In a previous post I showed how to use an Apache reverse-proxy with a Hazelcast enabled Alfresco Share cluster to load-balance between multiple Share instances in Tomcat. Since moving to Linux as a development platform I thought I would revisit the set-up using the latest version of Apache and also add transparent failover to avoid interruption for users when a node goes down.
At least two instances of Share are needed - with config modified in tomcat/server.xml so they are using different ports and AJP route names. For each server enable the AJP Connector and Engine:
<!-- Define an AJP 1.3 Connector -->
<Connector port='8010' protocol='AJP/1.3' redirectPort='8444'
connectionTimeout='20000' URIEncoding='UTF-8' />
<!-- You should set jvmRoute to support load-balancing via AJP ie -->
<Engine name='Catalina' defaultHost='localhost' jvmRoute='tomcat1'>
See my earlier blog post for more details on doing this, but it's really just a case of duplicating a working Tomcat+Share instance and changing the port numbers. Of course you can use instances on separate machines or VMs to avoid some of the port twiddling.
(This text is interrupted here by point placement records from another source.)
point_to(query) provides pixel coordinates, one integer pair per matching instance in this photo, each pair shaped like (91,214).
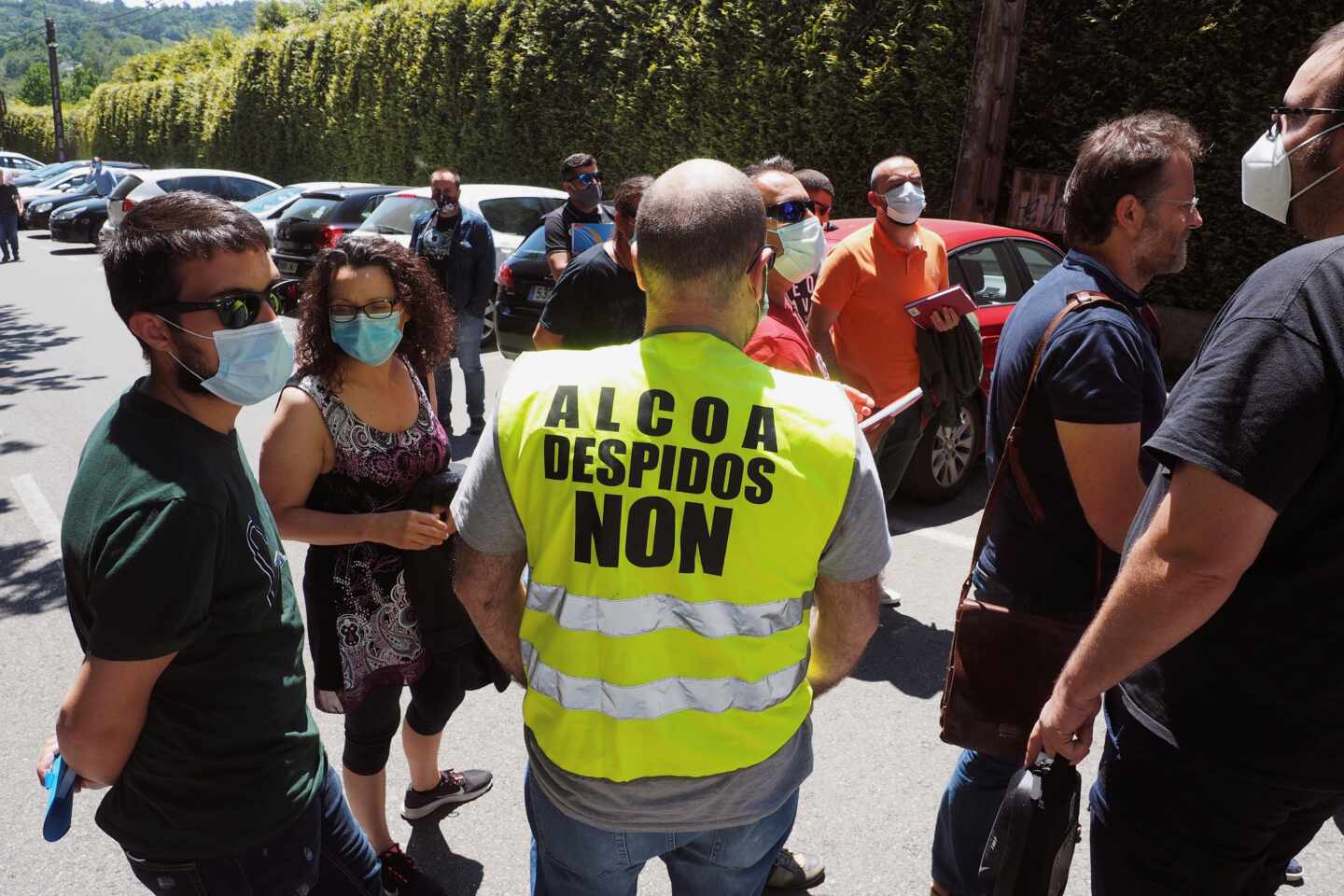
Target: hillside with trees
(95,38)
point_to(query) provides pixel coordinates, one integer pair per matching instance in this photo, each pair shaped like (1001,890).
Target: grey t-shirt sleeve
(861,544)
(483,508)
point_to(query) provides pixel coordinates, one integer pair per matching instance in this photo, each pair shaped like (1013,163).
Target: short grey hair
(873,176)
(700,225)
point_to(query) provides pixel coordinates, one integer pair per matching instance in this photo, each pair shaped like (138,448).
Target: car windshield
(272,199)
(534,246)
(48,171)
(396,216)
(312,208)
(51,183)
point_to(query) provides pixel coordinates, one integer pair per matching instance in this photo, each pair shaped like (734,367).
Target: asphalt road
(868,807)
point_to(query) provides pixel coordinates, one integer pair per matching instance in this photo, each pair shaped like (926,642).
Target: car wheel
(945,457)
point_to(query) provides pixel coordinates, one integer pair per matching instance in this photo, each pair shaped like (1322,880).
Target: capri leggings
(371,725)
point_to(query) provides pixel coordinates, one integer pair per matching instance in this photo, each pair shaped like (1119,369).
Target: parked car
(79,222)
(996,265)
(317,219)
(139,186)
(63,183)
(17,162)
(272,204)
(39,210)
(511,211)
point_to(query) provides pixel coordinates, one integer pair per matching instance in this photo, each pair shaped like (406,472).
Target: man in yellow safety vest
(703,536)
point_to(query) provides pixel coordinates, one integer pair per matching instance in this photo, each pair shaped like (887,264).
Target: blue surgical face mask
(369,342)
(254,361)
(904,203)
(804,247)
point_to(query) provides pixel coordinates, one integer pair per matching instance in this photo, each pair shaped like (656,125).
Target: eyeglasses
(1190,204)
(378,309)
(240,309)
(588,177)
(1279,116)
(790,213)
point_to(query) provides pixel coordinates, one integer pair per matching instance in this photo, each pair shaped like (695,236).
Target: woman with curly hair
(353,433)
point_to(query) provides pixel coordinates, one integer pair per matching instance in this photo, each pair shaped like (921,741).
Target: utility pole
(55,91)
(984,132)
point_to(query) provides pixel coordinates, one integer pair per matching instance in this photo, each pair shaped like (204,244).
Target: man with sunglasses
(191,702)
(1218,649)
(823,195)
(669,666)
(597,301)
(582,180)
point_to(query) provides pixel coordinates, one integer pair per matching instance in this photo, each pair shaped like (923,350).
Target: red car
(996,265)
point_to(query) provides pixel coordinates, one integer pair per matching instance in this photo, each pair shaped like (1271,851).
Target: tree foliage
(504,89)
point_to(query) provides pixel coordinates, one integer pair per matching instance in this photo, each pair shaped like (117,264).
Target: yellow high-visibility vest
(677,498)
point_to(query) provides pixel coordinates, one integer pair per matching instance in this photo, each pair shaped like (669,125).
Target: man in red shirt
(781,340)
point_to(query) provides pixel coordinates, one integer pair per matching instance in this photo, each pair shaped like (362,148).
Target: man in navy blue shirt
(1218,649)
(1129,207)
(458,245)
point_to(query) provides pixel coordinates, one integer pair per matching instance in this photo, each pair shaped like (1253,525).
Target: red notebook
(953,297)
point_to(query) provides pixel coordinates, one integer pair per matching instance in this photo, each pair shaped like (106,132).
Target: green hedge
(504,89)
(1219,63)
(28,129)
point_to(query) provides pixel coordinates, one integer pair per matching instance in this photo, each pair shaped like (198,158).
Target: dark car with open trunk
(317,220)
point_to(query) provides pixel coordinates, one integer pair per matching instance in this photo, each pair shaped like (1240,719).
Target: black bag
(1032,841)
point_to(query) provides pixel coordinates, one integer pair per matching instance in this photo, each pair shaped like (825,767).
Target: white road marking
(941,536)
(35,503)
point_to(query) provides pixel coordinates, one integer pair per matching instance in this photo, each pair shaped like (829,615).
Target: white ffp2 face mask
(804,247)
(1267,177)
(904,203)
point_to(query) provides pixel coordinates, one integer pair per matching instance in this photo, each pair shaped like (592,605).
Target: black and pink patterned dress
(360,623)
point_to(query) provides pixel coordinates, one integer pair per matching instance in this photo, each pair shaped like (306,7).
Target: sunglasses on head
(241,308)
(790,213)
(588,177)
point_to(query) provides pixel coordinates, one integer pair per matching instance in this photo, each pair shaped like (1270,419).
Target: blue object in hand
(61,797)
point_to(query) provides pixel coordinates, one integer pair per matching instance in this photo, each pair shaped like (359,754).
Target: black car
(525,285)
(317,220)
(79,222)
(61,167)
(38,213)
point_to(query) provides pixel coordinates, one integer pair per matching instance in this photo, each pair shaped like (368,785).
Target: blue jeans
(972,798)
(9,234)
(965,817)
(571,859)
(324,853)
(468,351)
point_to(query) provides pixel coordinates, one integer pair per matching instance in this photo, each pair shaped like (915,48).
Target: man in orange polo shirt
(859,321)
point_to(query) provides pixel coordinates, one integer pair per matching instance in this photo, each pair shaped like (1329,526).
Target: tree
(35,88)
(79,85)
(272,15)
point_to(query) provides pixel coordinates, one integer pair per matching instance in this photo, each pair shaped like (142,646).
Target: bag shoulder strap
(1075,302)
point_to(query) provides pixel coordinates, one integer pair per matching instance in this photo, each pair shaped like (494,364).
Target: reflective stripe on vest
(677,497)
(665,696)
(655,611)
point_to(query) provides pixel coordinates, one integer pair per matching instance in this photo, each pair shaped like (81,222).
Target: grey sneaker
(455,788)
(794,871)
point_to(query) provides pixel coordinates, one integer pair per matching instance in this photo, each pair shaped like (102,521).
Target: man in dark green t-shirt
(191,702)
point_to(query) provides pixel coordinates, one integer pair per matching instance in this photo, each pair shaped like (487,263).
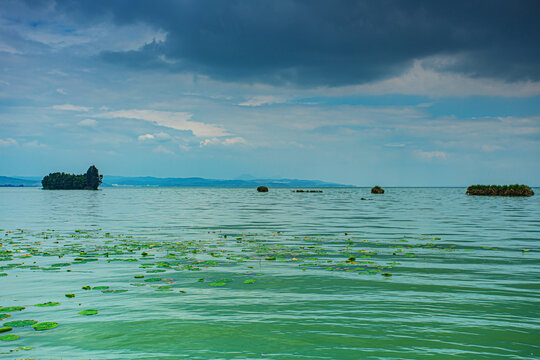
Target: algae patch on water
(47,325)
(47,304)
(10,337)
(12,308)
(88,312)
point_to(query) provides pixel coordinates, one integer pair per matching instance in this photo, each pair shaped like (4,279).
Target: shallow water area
(206,273)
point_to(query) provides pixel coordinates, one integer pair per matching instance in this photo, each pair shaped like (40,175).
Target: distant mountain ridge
(150,181)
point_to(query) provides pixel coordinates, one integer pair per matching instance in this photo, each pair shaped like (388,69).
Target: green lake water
(416,273)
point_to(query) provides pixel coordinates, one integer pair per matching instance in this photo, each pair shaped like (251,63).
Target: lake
(223,273)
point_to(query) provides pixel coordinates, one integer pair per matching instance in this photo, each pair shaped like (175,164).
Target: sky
(395,93)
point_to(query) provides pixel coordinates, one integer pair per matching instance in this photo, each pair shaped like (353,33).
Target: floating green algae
(12,308)
(117,291)
(47,304)
(10,337)
(47,325)
(20,323)
(100,287)
(88,312)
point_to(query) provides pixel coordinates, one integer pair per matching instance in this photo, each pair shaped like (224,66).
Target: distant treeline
(62,181)
(500,190)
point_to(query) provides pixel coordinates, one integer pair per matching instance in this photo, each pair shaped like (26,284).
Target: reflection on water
(464,278)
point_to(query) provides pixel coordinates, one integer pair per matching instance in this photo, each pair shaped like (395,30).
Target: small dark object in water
(498,190)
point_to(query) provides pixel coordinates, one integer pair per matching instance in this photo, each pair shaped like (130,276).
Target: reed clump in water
(500,190)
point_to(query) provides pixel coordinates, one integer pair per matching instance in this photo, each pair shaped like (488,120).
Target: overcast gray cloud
(324,42)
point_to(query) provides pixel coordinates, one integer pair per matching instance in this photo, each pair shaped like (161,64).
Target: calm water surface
(464,271)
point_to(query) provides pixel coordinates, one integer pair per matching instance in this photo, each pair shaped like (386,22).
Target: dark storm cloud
(331,42)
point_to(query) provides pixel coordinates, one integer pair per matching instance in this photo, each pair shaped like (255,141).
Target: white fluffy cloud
(227,141)
(430,155)
(146,137)
(173,120)
(69,107)
(262,100)
(88,123)
(8,142)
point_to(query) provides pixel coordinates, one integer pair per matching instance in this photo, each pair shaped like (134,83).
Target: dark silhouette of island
(498,190)
(62,181)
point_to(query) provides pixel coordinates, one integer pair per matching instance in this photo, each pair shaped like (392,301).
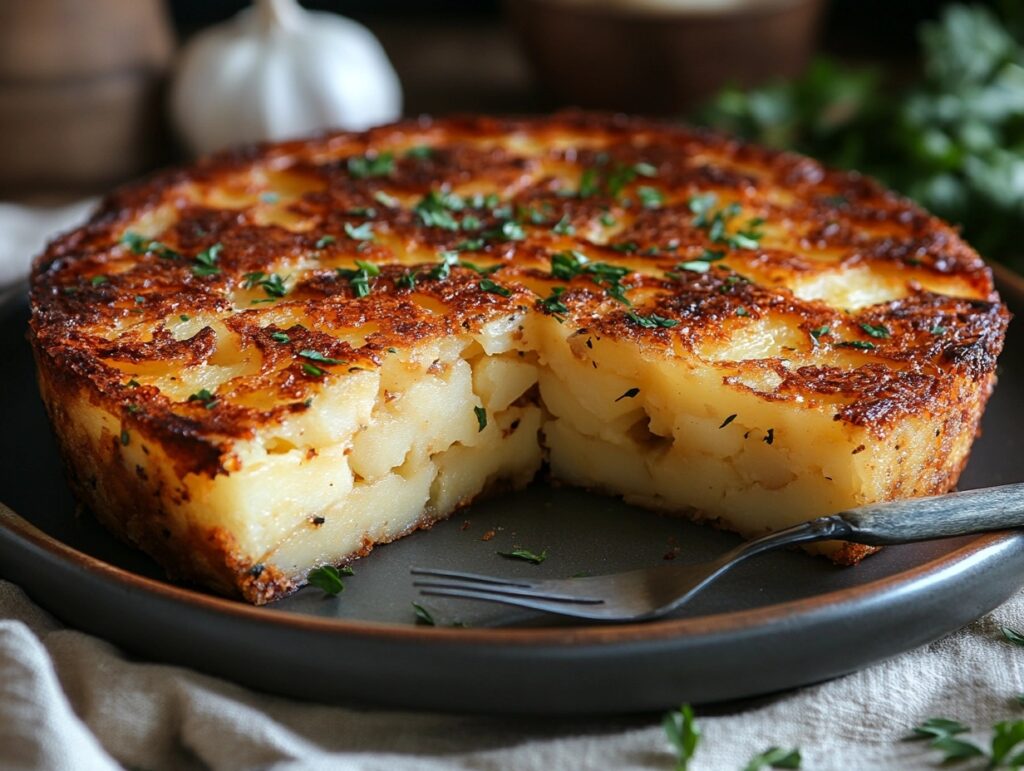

On each node also enable Hazelcast Share clustering via tomcat/shared/classes/web-extension/custom-slingshot-application-context.xml as per the previous post again as this also hasn't changed since Alfresco 4.0. There is an example custom-slingshot-application-context.xml.sample provided in the Alfresco distribution which includes this config.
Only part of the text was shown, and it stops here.